Have you ever tried to import huge amounts of data to AEM at once? If so, you'll know that the whole process is very complex and that it will always change and evolve.

Integrating AEM with external services happens more and more these days. One such integration is feeding AEM with data coming from an external source and creating user friendly content on top of it. Usually simple importing is not enough and data must pass through additional processing before it finally goes public.
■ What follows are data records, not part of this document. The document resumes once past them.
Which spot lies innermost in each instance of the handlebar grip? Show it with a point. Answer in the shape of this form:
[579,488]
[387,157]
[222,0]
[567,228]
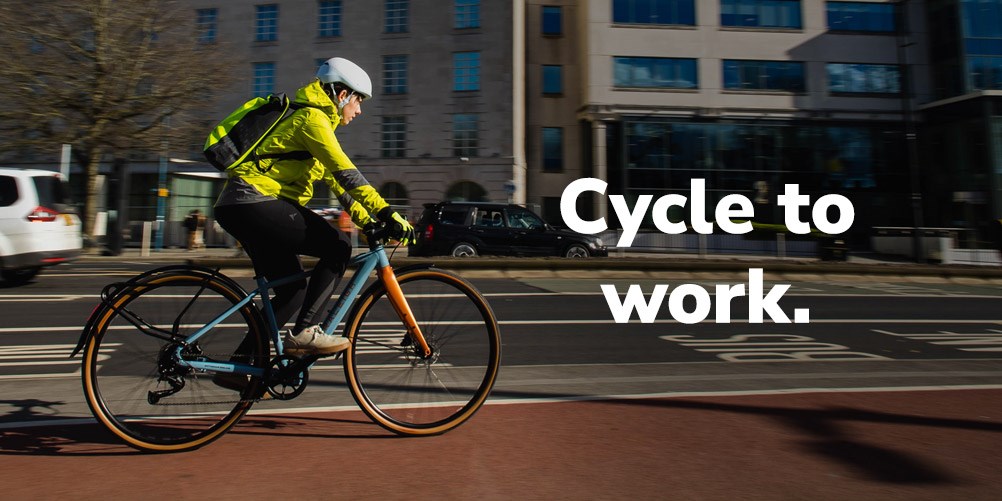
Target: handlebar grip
[378,233]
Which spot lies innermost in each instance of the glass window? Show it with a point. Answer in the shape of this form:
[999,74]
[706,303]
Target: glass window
[654,72]
[397,14]
[761,13]
[466,71]
[982,18]
[552,79]
[679,12]
[552,20]
[206,22]
[264,79]
[467,14]
[864,78]
[465,134]
[764,75]
[489,217]
[552,149]
[329,19]
[267,23]
[395,74]
[8,190]
[524,219]
[455,214]
[394,137]
[985,72]
[861,16]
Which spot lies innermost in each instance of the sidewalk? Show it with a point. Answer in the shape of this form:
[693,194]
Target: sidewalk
[879,267]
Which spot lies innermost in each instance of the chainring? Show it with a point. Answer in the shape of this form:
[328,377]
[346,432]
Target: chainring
[285,380]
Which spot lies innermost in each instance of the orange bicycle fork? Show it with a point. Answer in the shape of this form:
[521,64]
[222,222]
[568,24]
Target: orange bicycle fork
[399,302]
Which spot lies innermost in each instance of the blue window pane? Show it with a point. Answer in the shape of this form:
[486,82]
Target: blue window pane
[861,16]
[762,13]
[764,75]
[654,72]
[678,12]
[552,79]
[467,14]
[397,16]
[267,23]
[329,19]
[552,20]
[465,134]
[552,149]
[206,25]
[466,71]
[395,74]
[264,79]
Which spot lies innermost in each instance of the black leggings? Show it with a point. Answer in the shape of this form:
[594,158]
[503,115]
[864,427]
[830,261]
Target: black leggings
[275,233]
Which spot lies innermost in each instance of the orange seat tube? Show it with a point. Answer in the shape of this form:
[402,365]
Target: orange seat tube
[403,310]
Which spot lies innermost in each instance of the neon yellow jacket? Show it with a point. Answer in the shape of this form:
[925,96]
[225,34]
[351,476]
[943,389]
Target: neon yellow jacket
[311,128]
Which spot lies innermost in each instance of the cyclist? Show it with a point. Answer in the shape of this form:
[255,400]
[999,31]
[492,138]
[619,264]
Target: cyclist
[263,203]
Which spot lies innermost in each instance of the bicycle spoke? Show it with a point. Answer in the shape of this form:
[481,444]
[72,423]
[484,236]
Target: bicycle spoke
[408,393]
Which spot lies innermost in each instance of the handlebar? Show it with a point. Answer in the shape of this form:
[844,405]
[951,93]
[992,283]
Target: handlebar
[377,233]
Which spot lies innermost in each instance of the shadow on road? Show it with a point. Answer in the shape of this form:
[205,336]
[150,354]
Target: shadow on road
[834,433]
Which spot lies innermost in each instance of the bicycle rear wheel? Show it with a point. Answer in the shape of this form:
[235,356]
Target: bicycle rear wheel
[404,392]
[131,380]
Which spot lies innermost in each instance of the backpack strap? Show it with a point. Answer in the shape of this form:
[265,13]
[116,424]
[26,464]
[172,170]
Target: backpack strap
[285,155]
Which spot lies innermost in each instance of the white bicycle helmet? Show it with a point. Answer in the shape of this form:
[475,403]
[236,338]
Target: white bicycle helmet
[341,70]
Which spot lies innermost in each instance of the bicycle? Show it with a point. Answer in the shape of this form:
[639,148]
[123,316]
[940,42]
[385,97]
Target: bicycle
[424,357]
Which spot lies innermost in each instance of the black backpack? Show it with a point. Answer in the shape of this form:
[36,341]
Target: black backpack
[236,137]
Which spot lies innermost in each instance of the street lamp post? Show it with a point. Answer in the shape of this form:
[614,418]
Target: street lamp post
[911,135]
[161,189]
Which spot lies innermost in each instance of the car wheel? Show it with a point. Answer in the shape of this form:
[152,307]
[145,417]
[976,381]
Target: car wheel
[18,277]
[576,251]
[464,249]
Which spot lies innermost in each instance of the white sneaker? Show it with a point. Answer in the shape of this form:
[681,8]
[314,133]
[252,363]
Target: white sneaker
[313,341]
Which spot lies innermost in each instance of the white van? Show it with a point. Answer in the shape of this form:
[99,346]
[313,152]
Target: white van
[38,226]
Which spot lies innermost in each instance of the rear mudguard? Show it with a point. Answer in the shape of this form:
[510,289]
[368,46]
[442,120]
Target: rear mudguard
[113,291]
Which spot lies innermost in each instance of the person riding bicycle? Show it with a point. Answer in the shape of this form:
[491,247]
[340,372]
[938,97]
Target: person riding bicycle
[263,203]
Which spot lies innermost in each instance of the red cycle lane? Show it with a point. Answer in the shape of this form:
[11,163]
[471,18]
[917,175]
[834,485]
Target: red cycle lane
[854,445]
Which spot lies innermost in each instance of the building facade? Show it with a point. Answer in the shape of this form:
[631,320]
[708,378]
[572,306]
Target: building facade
[446,79]
[513,100]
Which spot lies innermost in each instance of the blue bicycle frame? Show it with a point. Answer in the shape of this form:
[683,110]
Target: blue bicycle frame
[366,263]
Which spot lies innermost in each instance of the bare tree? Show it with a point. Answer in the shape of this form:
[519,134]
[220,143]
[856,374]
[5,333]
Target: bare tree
[103,76]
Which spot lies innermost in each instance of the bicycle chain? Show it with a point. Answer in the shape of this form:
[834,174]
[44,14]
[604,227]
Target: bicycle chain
[239,401]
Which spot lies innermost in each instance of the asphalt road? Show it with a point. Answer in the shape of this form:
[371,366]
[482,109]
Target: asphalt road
[883,370]
[560,339]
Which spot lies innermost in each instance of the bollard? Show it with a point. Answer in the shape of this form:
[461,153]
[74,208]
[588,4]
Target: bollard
[147,227]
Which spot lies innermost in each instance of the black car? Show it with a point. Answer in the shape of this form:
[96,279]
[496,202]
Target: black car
[467,228]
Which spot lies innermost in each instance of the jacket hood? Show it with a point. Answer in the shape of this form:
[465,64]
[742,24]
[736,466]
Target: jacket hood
[313,95]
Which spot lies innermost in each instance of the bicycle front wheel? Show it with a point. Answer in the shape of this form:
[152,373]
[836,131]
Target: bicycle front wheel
[409,394]
[131,379]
I’d like to share with you the process that we follow when integrating with an external data source. The structure of data as well as the way of processing changes frequently. The import process has to be scalable and flexible to adapt to changes without huge development effort. Let's talk about Apache Camel.

What is Apache Camel?

Apache Camel

To understand what Apache Camel is, the first thing is to understand Integration Patterns. But let's take a shortcut and quote the best Apache Camel descriptions from Stack Overflow:

Apache Camel is messaging technology glue with routing. It joins together messaging start and end points allowing the transference of messages from different sources to different destinations. For example: JMS -> JSON, HTTP -> JMS or funneling FTP -> JMS, HTTP -> JMS, JSON -> JMS

Apache Camel is the Swiss Army knife for developers doing integration work.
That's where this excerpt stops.